The nearest Cepheid is Polaris. It varies between magnitudes 2.5 and 2.6 every 4 days. Cepheid Light Curve

Several subgroups of Cepheids are now recognised. Classical Cepheids occur an area on the Hertzsprung-Russel diagram known as the Instability Strip.

See Distance Ladder for information on the application of Cepheids to distance determination.

From a historical viewpoint, I should mention that the first Cepheid was discovered in 1784 by a teenager John Goodricke (who, as is always mentioned in the commentaries, was also deaf and dumb). This was δ Cephei

HR Diagram showing Cepheida and T Tauri Regions

RR Lyrae

RR Lyrae are similar to Cepheids but their periods are much shorter, measured in hours. They are Population II of spectral type A or F - about half are found in globular clusters.

Red Shift

Measuring the Doppler Shift produces a measure of the Red Shift - a 'Red Shift' because practically all galaxies are moving away from us. Only objects near to us are likely to exhibit a Blue Shift if their motion towards us is greater than the overall universal tendency to move away from us.

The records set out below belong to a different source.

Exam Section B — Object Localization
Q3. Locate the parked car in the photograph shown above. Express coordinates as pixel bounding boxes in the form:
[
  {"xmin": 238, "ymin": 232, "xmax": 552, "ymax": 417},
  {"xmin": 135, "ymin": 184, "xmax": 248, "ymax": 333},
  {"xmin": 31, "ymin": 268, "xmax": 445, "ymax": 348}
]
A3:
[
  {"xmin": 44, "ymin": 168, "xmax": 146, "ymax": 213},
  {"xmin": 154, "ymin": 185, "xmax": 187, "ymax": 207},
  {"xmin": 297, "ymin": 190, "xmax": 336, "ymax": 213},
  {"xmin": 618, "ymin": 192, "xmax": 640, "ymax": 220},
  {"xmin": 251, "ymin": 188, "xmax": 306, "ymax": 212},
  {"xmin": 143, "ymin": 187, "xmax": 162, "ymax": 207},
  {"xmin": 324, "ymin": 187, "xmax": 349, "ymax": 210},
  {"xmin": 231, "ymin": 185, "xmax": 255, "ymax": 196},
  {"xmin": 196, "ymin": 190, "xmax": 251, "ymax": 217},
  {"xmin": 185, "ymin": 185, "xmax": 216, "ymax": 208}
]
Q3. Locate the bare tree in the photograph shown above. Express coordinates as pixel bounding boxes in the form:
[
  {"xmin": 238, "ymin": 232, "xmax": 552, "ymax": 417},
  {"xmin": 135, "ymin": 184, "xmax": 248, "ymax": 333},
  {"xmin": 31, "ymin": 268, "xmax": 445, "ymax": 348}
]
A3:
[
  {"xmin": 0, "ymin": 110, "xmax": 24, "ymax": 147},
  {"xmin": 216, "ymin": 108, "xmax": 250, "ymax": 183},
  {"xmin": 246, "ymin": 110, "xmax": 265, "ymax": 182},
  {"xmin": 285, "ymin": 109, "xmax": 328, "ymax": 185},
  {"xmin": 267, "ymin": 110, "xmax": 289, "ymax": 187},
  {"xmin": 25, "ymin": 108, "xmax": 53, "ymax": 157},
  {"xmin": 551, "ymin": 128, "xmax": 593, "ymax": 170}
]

This red shift produces an accurate measurement of relative distances to bodies over very large distances, in other words it could tell accurately that a particular object is twice as far away as another object and the like, but it relies for its absolute values of distance on the methods used for smaller distances. If these other methods that it bases itself on are producing inaccurate or uncertain values for distance, then the red shift is likely to be out as well, by virtue of the knock-on effect.